Using DeMorgan's Law, write an expression for the complement of F if
F(w, x, y, z) = xyz'(y'z + x)' + (w'yz + x')
F' = (xyz'(y'z + x)' + (w'yz + x'))'
= (xyz'(y'z + x)')' * (w'yz + x')'
= ( (xyz')' + (y'z + x) ) * ( (w'yz)' * x )
= ( ( (xy)' + z ) + (y'z + x) ) * ( ( w + (yz)' ) * x )
= ( ( (x' + y') + z ) + (y'z + x) ) * ( ( w + ( y' + z') ) * x )
= x' + y' + z + (y'z + x)(w + y' + z')x
where this is the appropriate solution given.
But now if we first start like this:
F = xyz'(y'z + x)' + (w'yz + x')
= xyz'((y'z)'x') + (w'yz + x')
= xyz'(((y')' + z')x') + (w'yz + x')
= xyz'((y + z')x') + (w'yz + x')
= xyz'(x'y + x'z') + (w'yz + x')
= xy(x'yz' + x'z') + (w'yz + x')
= x(x'yz' + x'yz') + (w'yz + x')
= xx'yz' + xx'yz' + (w'yz + x')
= xx'yz' + (w'yz + x')
= 0(yz') + (w'yz + x')
F'= (w'yz + x')'
= (w + y' + z')x
and given that
x' + y' + z + ((y'z + x)((w + y' + z')x))
= ((x' + y' + z) + (y'z + x))((x' + y' + z) + ((w + y' + z')x))
= (1 + y' + z + y'z) * ((x' + y' + z) + ((w + y' + z')x))
= (x' + y' + z) + ((w + y' + z')x)
= ((x' + y' + z) + (w + y' + z')) * ((x' + y' + z) + x)
= x' + y' + z + w + y' + z'
= 1
but
(w + y' + z')x != 1
then what have I done that causes the inequality???
Best Answer
Fortunately it is not within your powers to cause inequalities :-)
There are mistakes both in what you call the "appropriate solution" and in your alternative solution.

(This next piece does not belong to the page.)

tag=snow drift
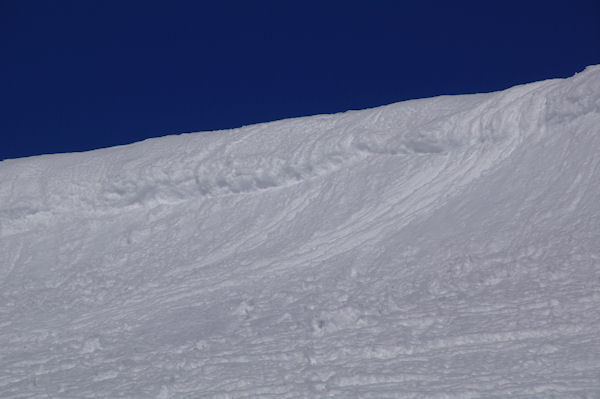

That the appropriate solution can't be right follows from the fact that, as you correctly deduced, it reduces to $F'\equiv1$, whereas $F\not\equiv0$.
The mistake in the derivation of the appropriate solution is in the first step,
$$(xyz'(y'z + x)' + (w'yz + x'))'= ((xyz')') + ((y'z + x)(w'yz + x')')\;,$$
which should be
$$(xyz'(y'z + x)' + (w'yz + x'))'= ((xyz'(y'z + x)')'(w'yz + x')'\;.$$
The mistake in your alternative solution is the last step,
$$(w'yz + x')= (w + y' + z')x\;,$$
which would be a correct application of De Morgan's law if the left-hand side had been complemented.